Miracle Consciousness

The sea looked and fled; the Jordan turned back.  Psalm 114:3  NASB

Turned back – Biblical cartoon animation.  That’s what I imagine when I read a verse like this.  Why?  Because the verbs associated with these descriptions of the crossing of the Sea of Reeds and the Jordan are emotional and personal, as if the Sea and the River were sentient beings.
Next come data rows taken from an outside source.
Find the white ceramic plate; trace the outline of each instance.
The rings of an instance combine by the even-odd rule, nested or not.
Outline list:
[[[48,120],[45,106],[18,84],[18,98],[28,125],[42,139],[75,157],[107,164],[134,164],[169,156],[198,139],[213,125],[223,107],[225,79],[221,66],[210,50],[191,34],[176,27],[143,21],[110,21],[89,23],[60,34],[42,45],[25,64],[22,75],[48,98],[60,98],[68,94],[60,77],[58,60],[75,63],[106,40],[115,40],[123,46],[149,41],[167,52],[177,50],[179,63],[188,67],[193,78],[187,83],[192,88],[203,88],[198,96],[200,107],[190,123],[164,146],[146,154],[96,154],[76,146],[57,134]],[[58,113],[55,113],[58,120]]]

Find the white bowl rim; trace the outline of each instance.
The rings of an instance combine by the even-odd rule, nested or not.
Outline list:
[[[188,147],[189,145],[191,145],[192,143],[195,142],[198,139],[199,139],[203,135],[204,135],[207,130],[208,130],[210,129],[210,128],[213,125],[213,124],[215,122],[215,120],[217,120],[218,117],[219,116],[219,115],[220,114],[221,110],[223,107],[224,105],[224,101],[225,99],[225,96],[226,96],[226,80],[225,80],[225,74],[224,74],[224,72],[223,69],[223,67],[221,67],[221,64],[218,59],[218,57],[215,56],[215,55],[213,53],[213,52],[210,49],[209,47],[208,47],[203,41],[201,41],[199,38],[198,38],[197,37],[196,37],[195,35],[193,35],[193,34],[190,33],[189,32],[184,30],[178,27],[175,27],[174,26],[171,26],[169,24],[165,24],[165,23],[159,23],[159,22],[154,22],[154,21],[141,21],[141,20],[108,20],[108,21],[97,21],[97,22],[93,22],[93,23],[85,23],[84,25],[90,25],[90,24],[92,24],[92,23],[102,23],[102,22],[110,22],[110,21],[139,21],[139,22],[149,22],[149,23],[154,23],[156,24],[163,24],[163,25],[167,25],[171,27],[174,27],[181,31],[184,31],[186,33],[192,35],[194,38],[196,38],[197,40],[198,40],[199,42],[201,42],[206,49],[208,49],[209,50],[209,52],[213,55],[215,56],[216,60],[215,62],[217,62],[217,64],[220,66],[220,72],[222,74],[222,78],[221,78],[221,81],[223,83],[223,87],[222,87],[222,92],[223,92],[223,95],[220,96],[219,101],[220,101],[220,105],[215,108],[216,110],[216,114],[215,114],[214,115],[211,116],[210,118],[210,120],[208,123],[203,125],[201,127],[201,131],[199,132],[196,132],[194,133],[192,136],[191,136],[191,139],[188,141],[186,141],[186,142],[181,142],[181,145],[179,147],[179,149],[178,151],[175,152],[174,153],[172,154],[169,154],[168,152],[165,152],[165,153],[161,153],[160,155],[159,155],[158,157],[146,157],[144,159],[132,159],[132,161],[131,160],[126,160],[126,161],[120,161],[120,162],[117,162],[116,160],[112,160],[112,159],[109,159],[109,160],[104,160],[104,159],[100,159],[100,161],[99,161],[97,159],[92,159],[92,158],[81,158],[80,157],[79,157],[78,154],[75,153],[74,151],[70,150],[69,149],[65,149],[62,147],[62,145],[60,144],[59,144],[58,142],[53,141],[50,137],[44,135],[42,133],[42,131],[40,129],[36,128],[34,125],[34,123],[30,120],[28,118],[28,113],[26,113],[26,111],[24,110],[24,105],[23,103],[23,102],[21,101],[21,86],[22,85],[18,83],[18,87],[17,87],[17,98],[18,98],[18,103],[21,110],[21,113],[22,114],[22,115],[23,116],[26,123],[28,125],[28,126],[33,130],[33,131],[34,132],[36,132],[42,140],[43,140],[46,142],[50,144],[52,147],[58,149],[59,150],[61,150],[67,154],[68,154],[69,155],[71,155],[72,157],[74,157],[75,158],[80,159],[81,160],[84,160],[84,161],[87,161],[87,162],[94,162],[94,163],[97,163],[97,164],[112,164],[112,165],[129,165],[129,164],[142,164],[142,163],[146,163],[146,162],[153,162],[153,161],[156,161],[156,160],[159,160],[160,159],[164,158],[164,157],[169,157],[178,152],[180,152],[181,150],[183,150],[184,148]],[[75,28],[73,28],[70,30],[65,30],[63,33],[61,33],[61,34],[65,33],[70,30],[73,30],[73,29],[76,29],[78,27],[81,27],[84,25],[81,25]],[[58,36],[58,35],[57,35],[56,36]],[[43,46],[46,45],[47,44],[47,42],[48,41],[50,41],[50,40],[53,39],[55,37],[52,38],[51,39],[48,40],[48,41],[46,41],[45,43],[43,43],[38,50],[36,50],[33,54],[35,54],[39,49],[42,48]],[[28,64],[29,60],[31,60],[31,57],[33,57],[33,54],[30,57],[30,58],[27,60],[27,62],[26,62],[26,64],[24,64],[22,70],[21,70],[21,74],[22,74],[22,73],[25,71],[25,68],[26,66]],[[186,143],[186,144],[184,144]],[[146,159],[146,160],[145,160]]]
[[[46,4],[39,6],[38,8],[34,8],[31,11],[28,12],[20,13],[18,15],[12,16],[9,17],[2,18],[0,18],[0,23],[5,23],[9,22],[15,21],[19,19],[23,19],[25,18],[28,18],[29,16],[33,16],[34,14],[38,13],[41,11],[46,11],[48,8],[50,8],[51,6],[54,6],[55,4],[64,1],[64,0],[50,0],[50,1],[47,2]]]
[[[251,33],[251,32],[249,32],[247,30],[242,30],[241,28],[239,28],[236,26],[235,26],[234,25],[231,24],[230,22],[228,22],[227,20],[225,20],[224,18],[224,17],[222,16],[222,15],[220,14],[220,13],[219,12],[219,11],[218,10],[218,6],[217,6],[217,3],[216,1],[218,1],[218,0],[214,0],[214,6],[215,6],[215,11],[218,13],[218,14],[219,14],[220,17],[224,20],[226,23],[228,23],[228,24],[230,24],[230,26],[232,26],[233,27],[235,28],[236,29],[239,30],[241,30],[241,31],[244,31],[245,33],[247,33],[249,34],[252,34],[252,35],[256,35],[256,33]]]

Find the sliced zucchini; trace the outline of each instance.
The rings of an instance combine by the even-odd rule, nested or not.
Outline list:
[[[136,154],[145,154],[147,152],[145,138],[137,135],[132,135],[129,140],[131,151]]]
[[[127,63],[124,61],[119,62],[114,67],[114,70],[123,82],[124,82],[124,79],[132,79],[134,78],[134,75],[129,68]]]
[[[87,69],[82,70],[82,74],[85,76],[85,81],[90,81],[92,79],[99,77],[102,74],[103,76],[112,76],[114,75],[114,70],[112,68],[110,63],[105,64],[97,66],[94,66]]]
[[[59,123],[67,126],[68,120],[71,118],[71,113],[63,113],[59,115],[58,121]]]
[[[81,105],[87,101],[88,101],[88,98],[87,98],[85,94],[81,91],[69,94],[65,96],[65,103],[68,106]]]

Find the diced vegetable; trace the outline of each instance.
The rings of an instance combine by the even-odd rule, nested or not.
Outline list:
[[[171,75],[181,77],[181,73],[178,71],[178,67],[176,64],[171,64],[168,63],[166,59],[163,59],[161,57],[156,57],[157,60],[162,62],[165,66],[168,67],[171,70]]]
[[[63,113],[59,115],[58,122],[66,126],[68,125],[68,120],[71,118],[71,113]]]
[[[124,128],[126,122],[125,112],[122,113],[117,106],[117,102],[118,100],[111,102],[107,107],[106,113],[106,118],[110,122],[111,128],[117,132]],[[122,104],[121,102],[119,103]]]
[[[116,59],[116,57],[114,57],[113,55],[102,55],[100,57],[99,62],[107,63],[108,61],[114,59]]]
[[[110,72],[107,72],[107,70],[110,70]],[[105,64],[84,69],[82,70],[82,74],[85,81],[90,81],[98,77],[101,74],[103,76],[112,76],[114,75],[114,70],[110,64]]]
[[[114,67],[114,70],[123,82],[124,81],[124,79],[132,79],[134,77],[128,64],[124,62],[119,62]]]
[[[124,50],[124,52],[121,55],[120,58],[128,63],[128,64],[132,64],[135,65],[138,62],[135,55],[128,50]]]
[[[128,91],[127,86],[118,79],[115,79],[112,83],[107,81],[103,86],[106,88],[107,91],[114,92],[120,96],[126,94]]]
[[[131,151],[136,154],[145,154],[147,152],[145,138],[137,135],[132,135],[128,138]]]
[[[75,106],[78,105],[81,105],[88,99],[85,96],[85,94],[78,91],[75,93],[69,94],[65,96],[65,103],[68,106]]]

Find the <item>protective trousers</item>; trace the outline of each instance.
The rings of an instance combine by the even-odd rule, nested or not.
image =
Let’s look at the text.  The two words David uses are sābab + ʾāḥôr  What is the picture?  The verb (sābab) means “to turn back,” but not in the sense of shuv (“to return”).  This verb is about the action of turning around or going around in a circle.  The noun (ʾāḥôr) describes the rear of something, but it’s used in adverbal phrases to mean “backwards.”  So, what did the waters of the Jordan do?  Well, they turned around and went back upstream.  David must have reflected on the recollection of Joshua 3, noticing that the verb in that verse is rāḥaq (“to make”—a great distance, Joshua 3:16).  It implies that the waters themselves chose to turn around.  The heap of waters that opened the gap for the children of Israel to cross was as if the river decided to turn on itself and dam up the waters flowing downstream so that the upstream waters kept piling up and up.  This is an antigravity miracle, but not necessarily because God stopped the waters.  Rather, God seems to have altered the waters’ choice to flow downhill.  It reminds me of modern cartoon characterizations of non-sentient things.  If trees can clap and mountains sing, why can’t waters decide to go uphill?  One more example of the Hebraic idea that the world itself is alive.

At any rate, David seems to have understood this implication when he put the event into poetry.  The sea “ran away;” the water of the Jordan turned around, tail between its legs, and went uphill.  Personal expression commonly associated with free-will beings is now attributed to things like seas and rivers.  Of course, David is a poet so we give him a bit of poetic license.  Poetry stretches language in order to jar us into deeper insights.  But the interesting thing here is that the idea is already present in the account in Joshua.  We don’t think of Joshua 3 as poetry.  It’s narrative, but in that narrative is the intimation of a river with a mind of its own—a river that knows what it’s doing and decides to honor God’s wishes by going backwards.  This would make a great cartoon for kids.  However, I don’t think we should leave it there.  The lesson is for us too.

Everything is connected and God animates His entire creation.  The real difference is that the rest of creation does what the Creator desires.  If He wants the waters to flow backwards, then the waters obediently respond.  But when it comes to us, well, we aren’t nearly as obedient to the wishes of the Creator as the rest of His handiwork.  And that’s the problem.  We don’t have miracle consciousness.  We think in terms of human “cause and effect.”  Of course, cause and effect thinking have resulted in incredible human progress—but perhaps all that progress came at the expense of losing the sense of a living world.  Our world is essentially mechanical.  Apparently God’s world isn’t.

Topical Index:  to turn back, go backwards, sābab, ʾāḥôr, Joshua 3:16, Psalm 114:3

Subscribe
Notify of
2 Comments
Inline Feedbacks
View all comments
Richard Bridgan

This is an imaginative and thoughtful depiction of the movement of the Spirit in the world created by Spirit, true reality… wherein all mechanistic expressions are derived through this particular and peculiar “poetry in motion.”

Michael Stanley

Language so often limits our imagination and therefore our understanding of ourselves and creation. If “our world(view) is essentially mechanical” and God’s is miraculous then perhaps we should coin a new word to help remedy this discrepancy . Mirachanical? Mechaculius?